Raising Adults

College Blog Wednesday, 29 July 2020

Unlike Mrs Marlow I prefer to read a good book than watch reality dating shows. Currently I'm reading the autobiography of Michelle Obama, 'Becoming'. I'm not usually one for politics but I am definitely drawn to a good story and there has been one line in this book which has really stuck with me.

Michelle grew up on the south side of Chicago in a small unit with her parents and older brother. Michelle recounts with great detail aspects of her upbringing, the values of her family and her achievements in her school years. As she recalls the way her Mum and Dad approached parenting, Michelle states a memory of her mother saying, 'I'm not raising babies, I'm raising adults'.

This statement really struck me as both an educator of young children and as a parent. Do I see my role as preparing children for today or for their many tomorrow's? Am I developing skills in these children to navigate their preschool years or to manage their adult lives?  Is it possible to do both?

One of the key aspects of the Early Years Learning Framework, the national curriculum for the early years, as well as a principle within BPL is lifelong learning. As educators, therefore, we are compelled to instill in young children a love of learning that will take them through their adult lives, knowing that there is always something new to learn. As parents one of our key roles is to set our children up to be successful adults. And this will look different for everyone. From something as little as being able to cook for yourself, to dress yourself, to navigate relationships and going to your first job interview. The skills and abilities we aim to develop in young children are for their today as they work through early and middle childhood and into their teenage years. Those skills will also be necessary as they enter adulthood, maturity and beginning a family of their own.

I'm sure that if Michelle Obama's parents had any idea that they were raising a future First Lady they may or may not have done things differently. The approach of 'raising adults' as a parenting style obviously built certain skills and dispositions within Michelle. I wonder if she took this same approach into the parenting of her own daughters. I'll need to keep reading to find out.

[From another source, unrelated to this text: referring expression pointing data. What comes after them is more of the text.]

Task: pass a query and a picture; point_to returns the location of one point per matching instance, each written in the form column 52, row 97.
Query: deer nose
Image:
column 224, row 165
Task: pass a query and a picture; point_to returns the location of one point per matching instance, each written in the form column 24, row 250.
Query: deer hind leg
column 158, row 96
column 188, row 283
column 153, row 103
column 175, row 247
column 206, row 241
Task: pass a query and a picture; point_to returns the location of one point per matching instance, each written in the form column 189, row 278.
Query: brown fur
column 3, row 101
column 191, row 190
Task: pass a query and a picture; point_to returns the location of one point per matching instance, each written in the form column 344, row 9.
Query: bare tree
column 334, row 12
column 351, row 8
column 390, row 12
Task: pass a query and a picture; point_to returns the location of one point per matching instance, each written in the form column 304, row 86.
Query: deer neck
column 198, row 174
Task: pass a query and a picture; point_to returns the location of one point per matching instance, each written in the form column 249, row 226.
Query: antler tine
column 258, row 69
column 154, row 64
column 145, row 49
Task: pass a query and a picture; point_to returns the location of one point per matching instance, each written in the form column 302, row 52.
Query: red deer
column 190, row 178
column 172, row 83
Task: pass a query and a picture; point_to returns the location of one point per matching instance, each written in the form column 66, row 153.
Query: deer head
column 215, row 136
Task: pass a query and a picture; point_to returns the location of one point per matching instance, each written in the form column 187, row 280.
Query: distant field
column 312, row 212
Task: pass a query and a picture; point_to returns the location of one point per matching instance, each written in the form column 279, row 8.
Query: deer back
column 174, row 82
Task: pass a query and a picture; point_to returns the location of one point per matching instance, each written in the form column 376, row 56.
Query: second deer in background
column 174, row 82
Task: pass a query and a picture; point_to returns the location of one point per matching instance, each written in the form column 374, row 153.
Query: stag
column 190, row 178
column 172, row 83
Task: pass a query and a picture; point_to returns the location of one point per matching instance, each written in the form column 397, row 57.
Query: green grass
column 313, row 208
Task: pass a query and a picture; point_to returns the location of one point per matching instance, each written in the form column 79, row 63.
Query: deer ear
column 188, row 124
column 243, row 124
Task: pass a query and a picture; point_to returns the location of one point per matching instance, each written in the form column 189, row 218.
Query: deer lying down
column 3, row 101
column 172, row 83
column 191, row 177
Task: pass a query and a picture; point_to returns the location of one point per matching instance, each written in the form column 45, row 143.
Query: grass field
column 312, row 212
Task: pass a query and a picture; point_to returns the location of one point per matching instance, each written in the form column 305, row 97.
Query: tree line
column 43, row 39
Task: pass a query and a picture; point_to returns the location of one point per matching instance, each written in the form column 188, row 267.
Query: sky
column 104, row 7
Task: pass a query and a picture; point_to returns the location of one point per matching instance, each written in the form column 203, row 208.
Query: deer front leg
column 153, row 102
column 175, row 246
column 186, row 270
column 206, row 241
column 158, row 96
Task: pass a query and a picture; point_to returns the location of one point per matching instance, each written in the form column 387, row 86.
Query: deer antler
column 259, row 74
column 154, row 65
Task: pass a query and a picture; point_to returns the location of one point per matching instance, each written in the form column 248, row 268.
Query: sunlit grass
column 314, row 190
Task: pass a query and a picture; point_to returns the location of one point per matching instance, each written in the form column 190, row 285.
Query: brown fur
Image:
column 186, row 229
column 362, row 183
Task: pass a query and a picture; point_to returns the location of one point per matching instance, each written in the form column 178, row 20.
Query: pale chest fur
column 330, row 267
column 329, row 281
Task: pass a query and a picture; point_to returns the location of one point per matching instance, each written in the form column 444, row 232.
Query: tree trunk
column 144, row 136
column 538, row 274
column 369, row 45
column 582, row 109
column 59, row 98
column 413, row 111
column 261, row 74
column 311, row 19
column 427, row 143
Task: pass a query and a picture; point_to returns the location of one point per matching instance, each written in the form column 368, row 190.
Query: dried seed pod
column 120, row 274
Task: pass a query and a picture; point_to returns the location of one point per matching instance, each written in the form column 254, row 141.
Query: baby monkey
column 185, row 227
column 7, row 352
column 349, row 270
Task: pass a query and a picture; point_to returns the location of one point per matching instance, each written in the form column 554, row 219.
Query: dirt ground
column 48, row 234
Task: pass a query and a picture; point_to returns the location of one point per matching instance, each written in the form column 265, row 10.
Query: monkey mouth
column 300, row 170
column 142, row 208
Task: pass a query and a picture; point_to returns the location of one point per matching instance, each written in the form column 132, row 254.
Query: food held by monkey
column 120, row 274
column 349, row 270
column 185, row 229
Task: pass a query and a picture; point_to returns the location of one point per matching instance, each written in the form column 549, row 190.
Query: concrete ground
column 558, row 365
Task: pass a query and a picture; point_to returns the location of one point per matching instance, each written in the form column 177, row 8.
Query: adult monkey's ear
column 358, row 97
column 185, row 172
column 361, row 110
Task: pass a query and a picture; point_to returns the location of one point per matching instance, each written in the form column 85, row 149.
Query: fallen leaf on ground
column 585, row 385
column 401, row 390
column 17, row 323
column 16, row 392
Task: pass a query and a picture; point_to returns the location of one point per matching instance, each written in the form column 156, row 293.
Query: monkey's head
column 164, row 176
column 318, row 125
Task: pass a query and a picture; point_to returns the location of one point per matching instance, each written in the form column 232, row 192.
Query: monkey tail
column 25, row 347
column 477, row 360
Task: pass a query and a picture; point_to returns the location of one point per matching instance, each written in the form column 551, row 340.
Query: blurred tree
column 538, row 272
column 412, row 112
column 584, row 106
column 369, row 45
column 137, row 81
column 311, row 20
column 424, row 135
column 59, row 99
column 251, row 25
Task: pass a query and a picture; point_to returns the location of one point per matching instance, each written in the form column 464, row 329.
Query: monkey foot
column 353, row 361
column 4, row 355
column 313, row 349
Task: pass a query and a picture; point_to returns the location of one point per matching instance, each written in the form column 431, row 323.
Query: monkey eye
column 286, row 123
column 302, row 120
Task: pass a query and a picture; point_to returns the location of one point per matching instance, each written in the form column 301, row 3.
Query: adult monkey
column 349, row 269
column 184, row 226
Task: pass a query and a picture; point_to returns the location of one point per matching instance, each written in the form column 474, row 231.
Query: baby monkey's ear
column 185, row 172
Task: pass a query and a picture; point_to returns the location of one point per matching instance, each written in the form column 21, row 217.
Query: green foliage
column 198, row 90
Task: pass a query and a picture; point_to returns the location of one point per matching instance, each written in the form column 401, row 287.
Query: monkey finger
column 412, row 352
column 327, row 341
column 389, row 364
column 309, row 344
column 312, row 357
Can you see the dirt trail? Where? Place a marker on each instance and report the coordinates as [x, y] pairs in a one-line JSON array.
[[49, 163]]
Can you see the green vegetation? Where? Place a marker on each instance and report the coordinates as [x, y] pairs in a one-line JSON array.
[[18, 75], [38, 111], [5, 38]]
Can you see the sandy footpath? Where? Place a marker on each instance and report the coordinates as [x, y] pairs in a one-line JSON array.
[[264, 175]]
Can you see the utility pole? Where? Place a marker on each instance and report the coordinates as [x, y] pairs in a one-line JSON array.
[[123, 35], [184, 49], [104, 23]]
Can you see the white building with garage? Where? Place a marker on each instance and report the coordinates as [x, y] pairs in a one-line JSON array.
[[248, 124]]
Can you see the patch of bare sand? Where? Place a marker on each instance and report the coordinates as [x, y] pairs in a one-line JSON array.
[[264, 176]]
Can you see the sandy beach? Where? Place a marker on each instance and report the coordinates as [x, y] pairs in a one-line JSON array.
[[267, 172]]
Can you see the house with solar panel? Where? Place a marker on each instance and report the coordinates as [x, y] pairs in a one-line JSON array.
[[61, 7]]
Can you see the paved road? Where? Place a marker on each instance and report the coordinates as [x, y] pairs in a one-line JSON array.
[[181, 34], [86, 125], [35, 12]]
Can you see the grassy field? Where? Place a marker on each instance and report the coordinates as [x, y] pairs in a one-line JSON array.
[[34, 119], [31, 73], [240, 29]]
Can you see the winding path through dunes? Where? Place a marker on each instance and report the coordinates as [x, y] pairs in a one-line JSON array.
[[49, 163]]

One thing that I already know for sure is that if we direct our children onto the right path, even when they are older, they will not leave it (Prov 22:6). This is a verse often quoted by educators and parents alike. It's a promise that children will learn the right path in their youth and always come back to it. We often hear that the early years are foundational and this verse reminds us of the value of childhood into adulthood.

Not everyone is going to marry the future President of the United States but everyone is called to a life of purpose that starts today and has many tomorrows.